DULUTH - Charlie Culbertson wonders what kind of noise his new neighbors will make, but he admits they will be nice to have around if a fire breaks out.

Commissioners broke ground Tuesday for a new fire station on Bunten Road at Old Peachtree Road, but the news didn't excite Culbertson.

"It was just a shock," he said, adding that he only learned of the new station when a construction crew began grading the land, which is in a residential community.

"Some of the neighbors say it's a good thing to have a fire station nearby. Some say it's not," he said. "I'm sure if I have a heart attack, I'll be glad it's there."

During Tuesday's ceremony, officials extolled the virtues of the planned $2.6 million, 12,500-square-foot facility, which will replace Station 7 on Duluth Highway and add a new ladder truck alongside an ambulance and fire engine.

"When the new building is moved it will mean much better fire service and emergency services for all of Gwinnett County and the city of Duluth," Chairman Charles Bannister said, noting the increased response time to the Arena at Gwinnett Center. "This will be a much better location than the fire station is now, more accessible."

Steve North, the director of Gwinnett's support services department, which buys land for county projects, said he wasn't surprised to hear of complaints in the residential area.

"But you have to build a fire station where it's needed," he said.

Gwinnett County Fire Department spokesman Capt. Thomas Rutledge said the crews at stations in residential areas take care to be good neighbors. They avoid using the sirens, except in emergencies, and the station will even have a community room available for meetings.

According to a fact sheet distributed at the groundbreaking, the station was designed to complement the architecture of the community, and officials took pains to create an unobtrusive lighting plan and to save as many trees as possible.

"Firefighters and fire stations are generally good neighbors.
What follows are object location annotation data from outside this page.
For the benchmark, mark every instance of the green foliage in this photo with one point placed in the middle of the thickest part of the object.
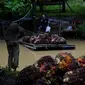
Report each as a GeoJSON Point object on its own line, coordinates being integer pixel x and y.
{"type": "Point", "coordinates": [17, 7]}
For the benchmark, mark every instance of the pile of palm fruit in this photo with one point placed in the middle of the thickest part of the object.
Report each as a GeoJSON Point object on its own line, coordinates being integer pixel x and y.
{"type": "Point", "coordinates": [44, 38]}
{"type": "Point", "coordinates": [64, 69]}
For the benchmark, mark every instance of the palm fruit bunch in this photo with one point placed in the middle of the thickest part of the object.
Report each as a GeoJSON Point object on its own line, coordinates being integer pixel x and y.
{"type": "Point", "coordinates": [81, 60]}
{"type": "Point", "coordinates": [75, 77]}
{"type": "Point", "coordinates": [47, 68]}
{"type": "Point", "coordinates": [28, 76]}
{"type": "Point", "coordinates": [66, 61]}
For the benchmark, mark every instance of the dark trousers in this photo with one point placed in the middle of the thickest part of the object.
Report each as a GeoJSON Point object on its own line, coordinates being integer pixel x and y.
{"type": "Point", "coordinates": [13, 54]}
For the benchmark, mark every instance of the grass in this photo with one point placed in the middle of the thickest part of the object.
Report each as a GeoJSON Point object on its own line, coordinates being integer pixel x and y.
{"type": "Point", "coordinates": [77, 6]}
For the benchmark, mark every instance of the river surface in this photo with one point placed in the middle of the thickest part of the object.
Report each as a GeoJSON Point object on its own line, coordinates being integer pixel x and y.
{"type": "Point", "coordinates": [28, 57]}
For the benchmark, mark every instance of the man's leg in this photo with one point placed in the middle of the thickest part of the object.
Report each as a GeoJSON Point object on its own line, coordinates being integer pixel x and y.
{"type": "Point", "coordinates": [15, 59]}
{"type": "Point", "coordinates": [10, 55]}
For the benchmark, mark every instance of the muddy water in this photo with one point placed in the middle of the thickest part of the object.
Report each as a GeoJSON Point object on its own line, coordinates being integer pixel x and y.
{"type": "Point", "coordinates": [28, 57]}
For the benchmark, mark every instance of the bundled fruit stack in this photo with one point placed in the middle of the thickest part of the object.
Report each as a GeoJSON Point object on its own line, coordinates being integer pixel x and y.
{"type": "Point", "coordinates": [63, 70]}
{"type": "Point", "coordinates": [44, 38]}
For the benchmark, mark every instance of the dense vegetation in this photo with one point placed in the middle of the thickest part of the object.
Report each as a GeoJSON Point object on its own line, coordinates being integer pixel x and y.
{"type": "Point", "coordinates": [21, 7]}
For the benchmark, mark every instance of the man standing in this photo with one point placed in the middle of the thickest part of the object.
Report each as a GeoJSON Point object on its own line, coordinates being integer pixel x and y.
{"type": "Point", "coordinates": [11, 37]}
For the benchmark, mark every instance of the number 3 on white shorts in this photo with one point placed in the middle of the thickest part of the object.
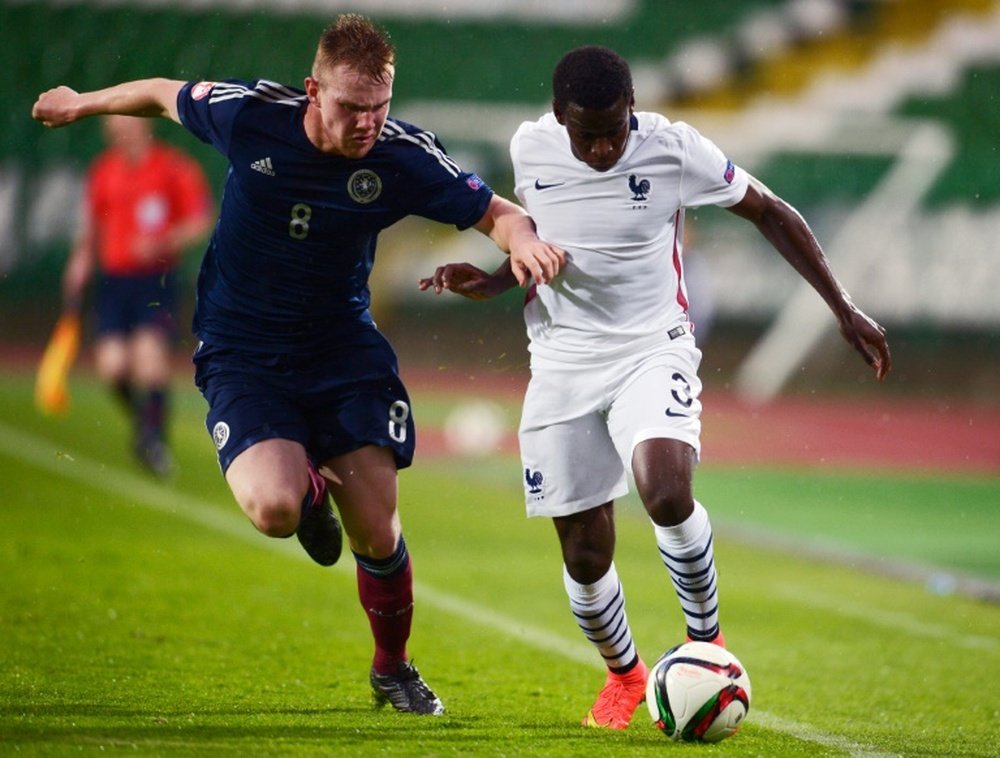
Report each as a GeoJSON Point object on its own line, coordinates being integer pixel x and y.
{"type": "Point", "coordinates": [399, 414]}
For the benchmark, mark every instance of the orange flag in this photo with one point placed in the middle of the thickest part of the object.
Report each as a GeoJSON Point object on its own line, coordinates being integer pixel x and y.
{"type": "Point", "coordinates": [52, 382]}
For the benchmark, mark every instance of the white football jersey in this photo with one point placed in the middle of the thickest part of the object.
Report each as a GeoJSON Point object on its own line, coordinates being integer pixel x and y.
{"type": "Point", "coordinates": [622, 288]}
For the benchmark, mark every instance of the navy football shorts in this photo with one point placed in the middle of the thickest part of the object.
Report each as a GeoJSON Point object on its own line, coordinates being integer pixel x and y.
{"type": "Point", "coordinates": [127, 302]}
{"type": "Point", "coordinates": [331, 404]}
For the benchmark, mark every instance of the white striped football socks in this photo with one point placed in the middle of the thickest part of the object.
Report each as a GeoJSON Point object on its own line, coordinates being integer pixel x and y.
{"type": "Point", "coordinates": [686, 550]}
{"type": "Point", "coordinates": [599, 609]}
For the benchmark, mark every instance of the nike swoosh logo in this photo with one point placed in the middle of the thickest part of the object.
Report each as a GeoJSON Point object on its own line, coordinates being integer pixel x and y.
{"type": "Point", "coordinates": [540, 186]}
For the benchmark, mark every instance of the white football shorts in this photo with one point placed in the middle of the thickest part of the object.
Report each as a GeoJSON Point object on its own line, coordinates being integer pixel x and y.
{"type": "Point", "coordinates": [580, 424]}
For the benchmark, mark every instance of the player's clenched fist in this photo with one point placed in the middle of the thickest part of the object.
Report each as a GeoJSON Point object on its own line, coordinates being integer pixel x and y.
{"type": "Point", "coordinates": [55, 107]}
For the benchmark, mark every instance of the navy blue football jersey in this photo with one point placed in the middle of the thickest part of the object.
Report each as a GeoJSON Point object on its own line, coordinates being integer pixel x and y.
{"type": "Point", "coordinates": [287, 266]}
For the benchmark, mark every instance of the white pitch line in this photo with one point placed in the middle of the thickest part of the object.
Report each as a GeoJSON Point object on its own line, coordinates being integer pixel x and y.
{"type": "Point", "coordinates": [894, 620]}
{"type": "Point", "coordinates": [158, 497]}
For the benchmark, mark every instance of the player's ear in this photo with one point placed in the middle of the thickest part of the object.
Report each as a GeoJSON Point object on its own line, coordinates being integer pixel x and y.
{"type": "Point", "coordinates": [312, 90]}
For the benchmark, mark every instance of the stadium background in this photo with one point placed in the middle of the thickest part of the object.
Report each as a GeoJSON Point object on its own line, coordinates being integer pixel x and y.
{"type": "Point", "coordinates": [878, 120]}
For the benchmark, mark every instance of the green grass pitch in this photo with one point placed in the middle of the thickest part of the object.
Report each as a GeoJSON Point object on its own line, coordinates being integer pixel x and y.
{"type": "Point", "coordinates": [149, 618]}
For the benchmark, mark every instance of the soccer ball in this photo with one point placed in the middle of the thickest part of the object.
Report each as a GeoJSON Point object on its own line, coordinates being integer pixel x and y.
{"type": "Point", "coordinates": [698, 692]}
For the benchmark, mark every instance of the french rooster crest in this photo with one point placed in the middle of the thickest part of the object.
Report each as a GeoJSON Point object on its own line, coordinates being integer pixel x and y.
{"type": "Point", "coordinates": [639, 187]}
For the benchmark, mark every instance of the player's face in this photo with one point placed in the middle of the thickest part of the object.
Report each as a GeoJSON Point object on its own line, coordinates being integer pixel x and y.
{"type": "Point", "coordinates": [353, 108]}
{"type": "Point", "coordinates": [598, 137]}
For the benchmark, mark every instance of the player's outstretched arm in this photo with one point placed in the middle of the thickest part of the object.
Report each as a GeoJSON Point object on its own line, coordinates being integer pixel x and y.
{"type": "Point", "coordinates": [791, 236]}
{"type": "Point", "coordinates": [470, 281]}
{"type": "Point", "coordinates": [513, 230]}
{"type": "Point", "coordinates": [145, 97]}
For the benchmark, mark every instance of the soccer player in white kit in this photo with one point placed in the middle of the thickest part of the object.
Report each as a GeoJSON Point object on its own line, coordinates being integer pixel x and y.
{"type": "Point", "coordinates": [614, 366]}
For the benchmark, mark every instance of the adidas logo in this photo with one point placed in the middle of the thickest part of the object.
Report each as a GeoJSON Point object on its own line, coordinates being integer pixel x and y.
{"type": "Point", "coordinates": [264, 166]}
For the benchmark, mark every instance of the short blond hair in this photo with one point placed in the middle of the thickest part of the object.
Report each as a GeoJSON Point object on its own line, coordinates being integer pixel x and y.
{"type": "Point", "coordinates": [358, 42]}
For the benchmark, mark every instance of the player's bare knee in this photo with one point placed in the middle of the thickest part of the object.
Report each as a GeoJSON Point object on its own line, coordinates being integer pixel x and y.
{"type": "Point", "coordinates": [275, 517]}
{"type": "Point", "coordinates": [670, 503]}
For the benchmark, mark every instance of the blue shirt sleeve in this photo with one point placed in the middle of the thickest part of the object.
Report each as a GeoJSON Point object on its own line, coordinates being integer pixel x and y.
{"type": "Point", "coordinates": [207, 110]}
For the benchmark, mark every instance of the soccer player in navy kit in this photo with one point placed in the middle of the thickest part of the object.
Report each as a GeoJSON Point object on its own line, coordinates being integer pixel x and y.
{"type": "Point", "coordinates": [303, 390]}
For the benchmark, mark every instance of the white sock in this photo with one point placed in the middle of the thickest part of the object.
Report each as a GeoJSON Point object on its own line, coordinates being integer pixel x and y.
{"type": "Point", "coordinates": [686, 550]}
{"type": "Point", "coordinates": [599, 609]}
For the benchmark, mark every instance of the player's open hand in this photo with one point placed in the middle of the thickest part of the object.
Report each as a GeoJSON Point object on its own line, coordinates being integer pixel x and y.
{"type": "Point", "coordinates": [56, 107]}
{"type": "Point", "coordinates": [469, 281]}
{"type": "Point", "coordinates": [536, 259]}
{"type": "Point", "coordinates": [868, 338]}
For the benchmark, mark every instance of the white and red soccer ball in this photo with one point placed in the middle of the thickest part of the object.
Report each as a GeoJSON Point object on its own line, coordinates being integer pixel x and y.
{"type": "Point", "coordinates": [698, 692]}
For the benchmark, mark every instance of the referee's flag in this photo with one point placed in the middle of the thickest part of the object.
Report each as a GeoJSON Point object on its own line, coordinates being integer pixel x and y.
{"type": "Point", "coordinates": [52, 382]}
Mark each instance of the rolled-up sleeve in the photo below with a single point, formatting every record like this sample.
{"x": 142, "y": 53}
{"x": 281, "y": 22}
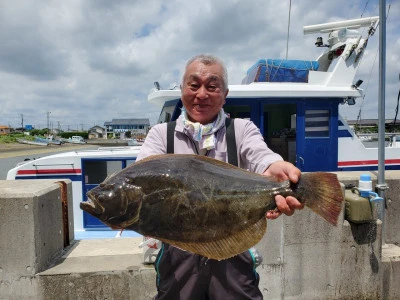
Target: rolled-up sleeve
{"x": 155, "y": 142}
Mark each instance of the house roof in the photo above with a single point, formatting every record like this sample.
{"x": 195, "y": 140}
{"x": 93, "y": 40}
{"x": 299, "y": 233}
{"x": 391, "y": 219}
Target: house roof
{"x": 96, "y": 126}
{"x": 128, "y": 122}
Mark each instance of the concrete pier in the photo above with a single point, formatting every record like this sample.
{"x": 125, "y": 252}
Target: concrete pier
{"x": 304, "y": 257}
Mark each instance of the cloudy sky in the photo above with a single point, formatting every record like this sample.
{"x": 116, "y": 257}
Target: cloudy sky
{"x": 79, "y": 63}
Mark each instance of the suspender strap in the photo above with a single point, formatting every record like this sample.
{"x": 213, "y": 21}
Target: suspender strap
{"x": 231, "y": 142}
{"x": 170, "y": 136}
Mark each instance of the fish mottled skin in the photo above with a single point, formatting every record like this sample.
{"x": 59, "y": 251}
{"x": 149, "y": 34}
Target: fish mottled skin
{"x": 190, "y": 201}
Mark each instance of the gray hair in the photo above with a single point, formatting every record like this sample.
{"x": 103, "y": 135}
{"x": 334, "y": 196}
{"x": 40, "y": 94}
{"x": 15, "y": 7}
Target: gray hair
{"x": 209, "y": 59}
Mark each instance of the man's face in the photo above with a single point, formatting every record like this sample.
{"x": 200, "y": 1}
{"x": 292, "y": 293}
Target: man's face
{"x": 203, "y": 92}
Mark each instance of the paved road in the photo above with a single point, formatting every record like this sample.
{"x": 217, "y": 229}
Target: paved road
{"x": 11, "y": 155}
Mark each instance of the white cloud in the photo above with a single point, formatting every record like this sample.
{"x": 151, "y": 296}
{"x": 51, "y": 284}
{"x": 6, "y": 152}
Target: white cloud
{"x": 88, "y": 62}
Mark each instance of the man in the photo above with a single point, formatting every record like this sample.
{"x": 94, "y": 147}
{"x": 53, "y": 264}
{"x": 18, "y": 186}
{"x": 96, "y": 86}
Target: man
{"x": 200, "y": 129}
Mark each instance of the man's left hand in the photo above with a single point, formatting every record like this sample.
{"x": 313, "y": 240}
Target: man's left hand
{"x": 283, "y": 170}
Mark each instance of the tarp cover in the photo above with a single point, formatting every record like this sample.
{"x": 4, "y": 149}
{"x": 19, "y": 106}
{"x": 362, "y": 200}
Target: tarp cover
{"x": 280, "y": 70}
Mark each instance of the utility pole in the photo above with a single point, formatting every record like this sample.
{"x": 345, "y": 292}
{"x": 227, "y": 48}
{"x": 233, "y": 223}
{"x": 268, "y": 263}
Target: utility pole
{"x": 48, "y": 120}
{"x": 22, "y": 120}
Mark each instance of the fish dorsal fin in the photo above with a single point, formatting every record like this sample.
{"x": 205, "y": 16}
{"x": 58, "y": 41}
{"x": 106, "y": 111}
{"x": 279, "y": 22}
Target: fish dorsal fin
{"x": 226, "y": 247}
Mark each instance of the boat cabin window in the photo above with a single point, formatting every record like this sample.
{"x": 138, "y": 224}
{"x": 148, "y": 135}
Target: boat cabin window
{"x": 97, "y": 171}
{"x": 317, "y": 123}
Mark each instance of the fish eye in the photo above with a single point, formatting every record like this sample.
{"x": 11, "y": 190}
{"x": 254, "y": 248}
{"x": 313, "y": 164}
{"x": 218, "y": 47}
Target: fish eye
{"x": 107, "y": 186}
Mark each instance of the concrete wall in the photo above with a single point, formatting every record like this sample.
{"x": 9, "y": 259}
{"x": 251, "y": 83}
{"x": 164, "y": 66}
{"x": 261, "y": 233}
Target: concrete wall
{"x": 31, "y": 232}
{"x": 304, "y": 257}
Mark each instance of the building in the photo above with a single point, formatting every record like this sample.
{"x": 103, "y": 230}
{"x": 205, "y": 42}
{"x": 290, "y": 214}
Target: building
{"x": 97, "y": 132}
{"x": 4, "y": 130}
{"x": 137, "y": 127}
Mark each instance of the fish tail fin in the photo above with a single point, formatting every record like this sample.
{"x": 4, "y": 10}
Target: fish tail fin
{"x": 322, "y": 193}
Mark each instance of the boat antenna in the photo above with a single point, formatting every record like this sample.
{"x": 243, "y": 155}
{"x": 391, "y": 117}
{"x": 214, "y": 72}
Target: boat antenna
{"x": 287, "y": 38}
{"x": 396, "y": 111}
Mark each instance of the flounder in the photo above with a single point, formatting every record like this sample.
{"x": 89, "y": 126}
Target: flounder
{"x": 201, "y": 204}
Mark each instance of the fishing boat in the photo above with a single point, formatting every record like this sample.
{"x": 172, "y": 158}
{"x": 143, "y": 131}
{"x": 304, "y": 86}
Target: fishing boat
{"x": 85, "y": 168}
{"x": 295, "y": 104}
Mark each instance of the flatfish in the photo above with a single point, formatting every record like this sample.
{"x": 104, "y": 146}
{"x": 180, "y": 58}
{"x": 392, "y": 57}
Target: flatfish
{"x": 203, "y": 205}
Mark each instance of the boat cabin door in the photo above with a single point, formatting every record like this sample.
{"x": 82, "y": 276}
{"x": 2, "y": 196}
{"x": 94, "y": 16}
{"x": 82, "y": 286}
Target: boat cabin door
{"x": 317, "y": 135}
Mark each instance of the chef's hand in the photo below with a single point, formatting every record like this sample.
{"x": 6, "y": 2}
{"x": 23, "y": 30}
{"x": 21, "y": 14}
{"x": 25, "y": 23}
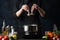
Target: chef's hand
{"x": 34, "y": 7}
{"x": 25, "y": 7}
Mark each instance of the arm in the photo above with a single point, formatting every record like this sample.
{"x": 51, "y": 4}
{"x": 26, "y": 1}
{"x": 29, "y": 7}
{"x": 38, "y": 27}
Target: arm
{"x": 41, "y": 11}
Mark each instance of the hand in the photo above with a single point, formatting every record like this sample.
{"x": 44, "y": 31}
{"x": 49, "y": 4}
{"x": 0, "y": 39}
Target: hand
{"x": 34, "y": 7}
{"x": 25, "y": 7}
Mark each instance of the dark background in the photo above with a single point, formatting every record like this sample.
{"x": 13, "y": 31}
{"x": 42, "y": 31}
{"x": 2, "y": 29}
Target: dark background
{"x": 8, "y": 9}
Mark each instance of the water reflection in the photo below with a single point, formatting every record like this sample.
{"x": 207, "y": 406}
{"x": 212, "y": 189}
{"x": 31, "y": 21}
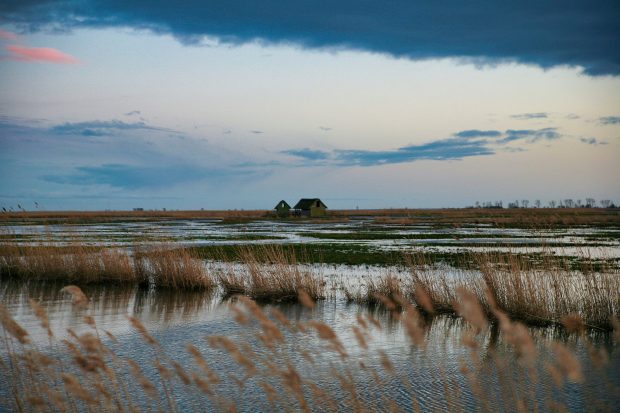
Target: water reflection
{"x": 443, "y": 374}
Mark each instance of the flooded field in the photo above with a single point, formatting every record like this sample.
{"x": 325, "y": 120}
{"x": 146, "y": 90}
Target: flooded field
{"x": 437, "y": 373}
{"x": 388, "y": 320}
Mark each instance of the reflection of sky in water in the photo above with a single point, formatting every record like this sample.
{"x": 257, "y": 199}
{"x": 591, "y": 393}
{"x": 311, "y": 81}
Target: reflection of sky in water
{"x": 176, "y": 319}
{"x": 568, "y": 242}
They are there 24 hours a day if anyone needs help," Rutledge said, adding that crews keep the facility nice and clean and are conscientious about concerns.

For Culbertson, one of the biggest concerns was the potential for other lots in the area to be developed as commercial instead of residential, but he said the station may be nicer than the old house that it replaces, which had a backyard filled with junk.

"My concern is more of the possibility this could be a springboard to commercial development," he said. "Most of us would have said keep it where it is on (Ga.) 120. ... But fire stations are a good thing to have, and I guess we should be glad to have it."